For individuals with substantial estates, 2012 presents what may be a “once in a lifetime” opportunity to take advantage of the Federal gift tax exemptions.  Gifts to family members can be a favorable way to “shrink” your estate to avoid estate tax on death.  Here is a summary of what you can give away in 2012 free of Federal gift tax:
  • $13,000 per recipient ($26,000 if your spouse joins in the gift) to an unlimited number of recipients.  So if you have 3 children and 5 grandchildren, you and your spouse can give away $208,000 in 2012 free of Federal gift tax.  In addition, you do not have to report these gifts on a gift tax return and these gifts will not be deducted from your lifetime $5.12 million gift tax exemption.
  • Up to $5.12 million (your current lifetime gift tax exemption) – at least up until December 31, 2012.  After that date Congress is likely to reduce the lifetime exemption, possibly to as low as $1,000,000.  At this writing it is uncertain where Congress will come down on this issue, although the current $5.12 million exemption is not likely to survive.  Gifts that utilize your lifetime exemption must be reported on an annual gift tax return.

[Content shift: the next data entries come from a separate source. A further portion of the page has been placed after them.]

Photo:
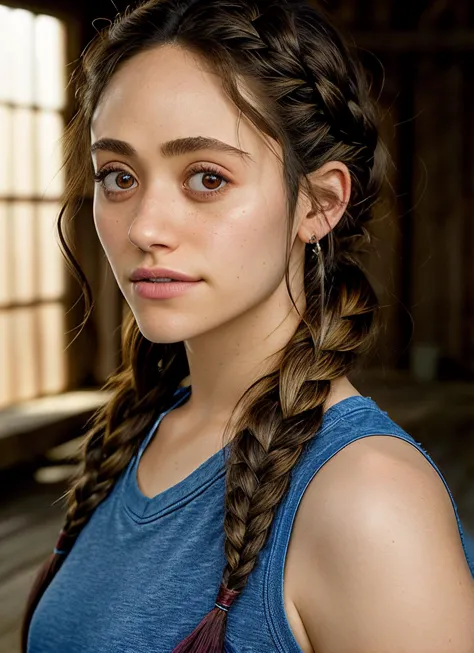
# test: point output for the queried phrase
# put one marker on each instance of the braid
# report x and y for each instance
(145, 386)
(263, 455)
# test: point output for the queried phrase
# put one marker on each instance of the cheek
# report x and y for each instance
(109, 230)
(252, 247)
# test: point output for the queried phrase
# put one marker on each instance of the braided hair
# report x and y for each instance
(308, 93)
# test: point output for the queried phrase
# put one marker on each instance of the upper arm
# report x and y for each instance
(383, 552)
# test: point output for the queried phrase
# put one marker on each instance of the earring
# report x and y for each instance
(317, 247)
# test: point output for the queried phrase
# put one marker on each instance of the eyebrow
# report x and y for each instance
(177, 147)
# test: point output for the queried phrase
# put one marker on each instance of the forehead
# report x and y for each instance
(169, 92)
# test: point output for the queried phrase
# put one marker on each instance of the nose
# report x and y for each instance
(152, 225)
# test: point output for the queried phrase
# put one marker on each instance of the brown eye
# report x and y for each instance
(115, 181)
(206, 181)
(124, 181)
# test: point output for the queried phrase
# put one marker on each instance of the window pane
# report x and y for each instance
(49, 128)
(5, 360)
(24, 252)
(51, 266)
(24, 353)
(5, 242)
(21, 30)
(22, 154)
(5, 55)
(50, 57)
(51, 348)
(5, 149)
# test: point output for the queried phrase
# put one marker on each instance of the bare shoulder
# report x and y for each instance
(377, 535)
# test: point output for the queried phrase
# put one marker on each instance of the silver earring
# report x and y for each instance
(317, 247)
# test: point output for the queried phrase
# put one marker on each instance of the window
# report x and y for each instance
(32, 274)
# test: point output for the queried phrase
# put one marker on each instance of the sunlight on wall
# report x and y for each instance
(32, 279)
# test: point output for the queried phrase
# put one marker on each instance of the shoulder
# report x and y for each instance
(378, 536)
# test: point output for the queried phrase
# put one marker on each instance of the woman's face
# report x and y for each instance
(190, 206)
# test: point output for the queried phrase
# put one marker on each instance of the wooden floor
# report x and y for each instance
(440, 416)
(29, 523)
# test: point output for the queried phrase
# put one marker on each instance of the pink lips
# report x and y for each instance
(156, 273)
(163, 289)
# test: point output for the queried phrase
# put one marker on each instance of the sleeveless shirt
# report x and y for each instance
(144, 571)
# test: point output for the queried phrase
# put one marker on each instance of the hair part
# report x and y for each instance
(290, 73)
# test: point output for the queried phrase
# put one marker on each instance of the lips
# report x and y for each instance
(147, 274)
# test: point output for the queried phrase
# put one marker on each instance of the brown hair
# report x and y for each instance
(308, 94)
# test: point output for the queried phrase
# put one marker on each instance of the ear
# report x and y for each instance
(332, 184)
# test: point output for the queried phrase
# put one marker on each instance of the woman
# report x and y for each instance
(231, 498)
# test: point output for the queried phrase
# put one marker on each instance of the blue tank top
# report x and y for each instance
(144, 571)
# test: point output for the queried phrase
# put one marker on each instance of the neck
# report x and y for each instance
(225, 362)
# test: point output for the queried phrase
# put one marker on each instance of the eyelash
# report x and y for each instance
(100, 177)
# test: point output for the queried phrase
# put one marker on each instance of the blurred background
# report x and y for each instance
(420, 58)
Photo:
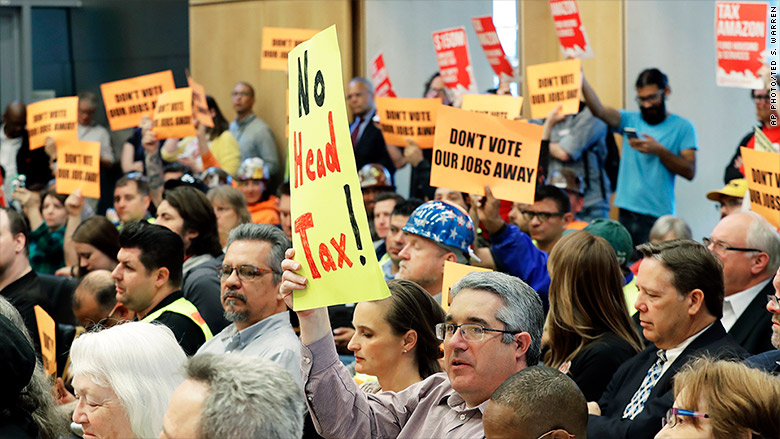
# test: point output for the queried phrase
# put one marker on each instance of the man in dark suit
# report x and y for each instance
(680, 303)
(749, 248)
(366, 138)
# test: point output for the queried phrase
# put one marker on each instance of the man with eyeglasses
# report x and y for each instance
(148, 282)
(249, 278)
(665, 147)
(254, 137)
(493, 329)
(680, 304)
(749, 248)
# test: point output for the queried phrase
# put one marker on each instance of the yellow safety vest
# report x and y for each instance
(186, 308)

  • Gifts to a spouse are not subject to gift tax.
  • Gifts to a qualified charity are not subject to gift tax.  An additional benefit to charitable gifts is their eligibility for a charitable deduction on your Federal income tax return.

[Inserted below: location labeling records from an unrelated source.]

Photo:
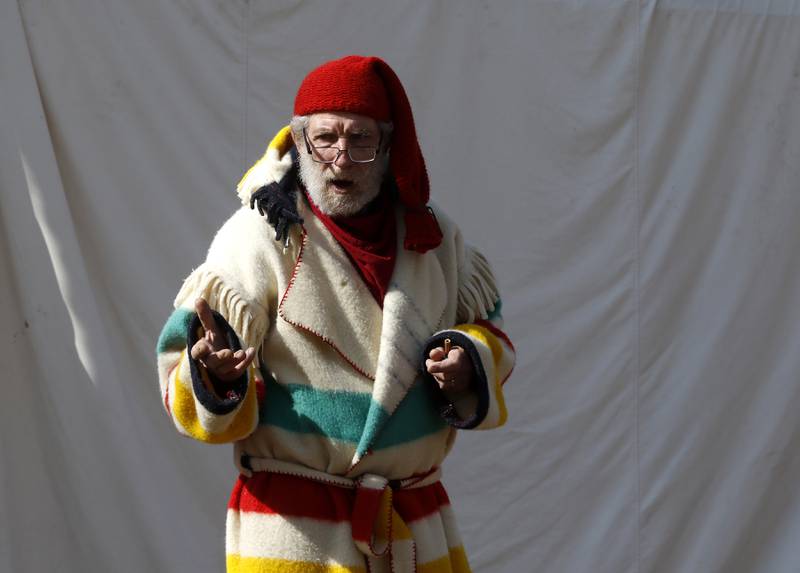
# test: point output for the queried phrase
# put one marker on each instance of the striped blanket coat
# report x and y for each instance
(337, 428)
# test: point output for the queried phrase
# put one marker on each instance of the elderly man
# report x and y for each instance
(341, 356)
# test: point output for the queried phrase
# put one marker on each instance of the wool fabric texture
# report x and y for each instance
(369, 86)
(369, 241)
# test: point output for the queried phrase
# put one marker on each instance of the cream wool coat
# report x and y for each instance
(338, 386)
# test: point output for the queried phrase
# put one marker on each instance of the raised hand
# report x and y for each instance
(452, 371)
(213, 352)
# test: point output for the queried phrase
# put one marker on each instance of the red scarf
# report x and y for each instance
(370, 241)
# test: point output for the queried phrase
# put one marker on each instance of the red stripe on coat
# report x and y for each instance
(418, 503)
(301, 497)
(291, 496)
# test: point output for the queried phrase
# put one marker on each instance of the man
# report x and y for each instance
(340, 357)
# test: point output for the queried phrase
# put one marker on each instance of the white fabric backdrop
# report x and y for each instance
(630, 167)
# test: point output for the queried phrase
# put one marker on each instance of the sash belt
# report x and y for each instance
(378, 530)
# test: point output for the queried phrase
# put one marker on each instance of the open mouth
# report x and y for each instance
(341, 185)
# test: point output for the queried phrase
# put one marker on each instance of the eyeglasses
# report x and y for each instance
(330, 154)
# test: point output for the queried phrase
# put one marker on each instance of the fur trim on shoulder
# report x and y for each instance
(477, 291)
(249, 323)
(271, 168)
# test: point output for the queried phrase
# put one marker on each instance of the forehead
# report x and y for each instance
(342, 122)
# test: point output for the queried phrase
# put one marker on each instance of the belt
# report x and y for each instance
(378, 530)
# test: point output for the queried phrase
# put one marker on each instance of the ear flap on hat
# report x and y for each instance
(408, 166)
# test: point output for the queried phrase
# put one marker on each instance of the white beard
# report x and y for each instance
(366, 178)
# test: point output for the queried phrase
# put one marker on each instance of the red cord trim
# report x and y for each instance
(307, 329)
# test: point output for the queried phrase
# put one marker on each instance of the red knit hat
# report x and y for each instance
(368, 86)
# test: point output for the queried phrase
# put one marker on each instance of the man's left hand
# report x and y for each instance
(453, 371)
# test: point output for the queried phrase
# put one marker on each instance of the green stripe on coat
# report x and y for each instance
(349, 416)
(173, 335)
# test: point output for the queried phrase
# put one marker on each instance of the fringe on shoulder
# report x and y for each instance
(250, 323)
(477, 291)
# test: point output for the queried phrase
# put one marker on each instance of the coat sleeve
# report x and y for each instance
(199, 405)
(479, 331)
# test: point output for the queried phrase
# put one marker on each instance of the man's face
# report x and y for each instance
(343, 187)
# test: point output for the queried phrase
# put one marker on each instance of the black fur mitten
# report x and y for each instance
(278, 201)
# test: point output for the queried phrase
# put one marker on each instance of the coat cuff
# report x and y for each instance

Because the current lifetime gift tax exemption of $5.12 million per person is likely to drop after December 31, 2012, this year presents significant planning opportunities for wealthy individuals who wish to reduce the size of their taxable estate for Federal estate tax purposes.  However, while it is simple to articulate that a husband and wife could give away up to $10.24 million during 2012, thereby significantly reducing the size of their Federal taxable estate, the potentially large tax savings is offset by the notion that you must actually and irrevocably give away this much money or property.  Writing a check this large, even if payable to family members, requires a hard swallow and raises significant collateral questions.  Will you have enough left to live comfortably after the gift?  Are the recipients of the gift capable of managing it properly?  Compounding the dilemma is the fact that to qualify as a gift, the donor must retain no control whatsoever as to its ownership or use by the recipient.  There are no easy answers to these thorny questions.

Where Congress goes after December 31, 2012 remains a mystery and we will do our best to keep you informed on this important issue.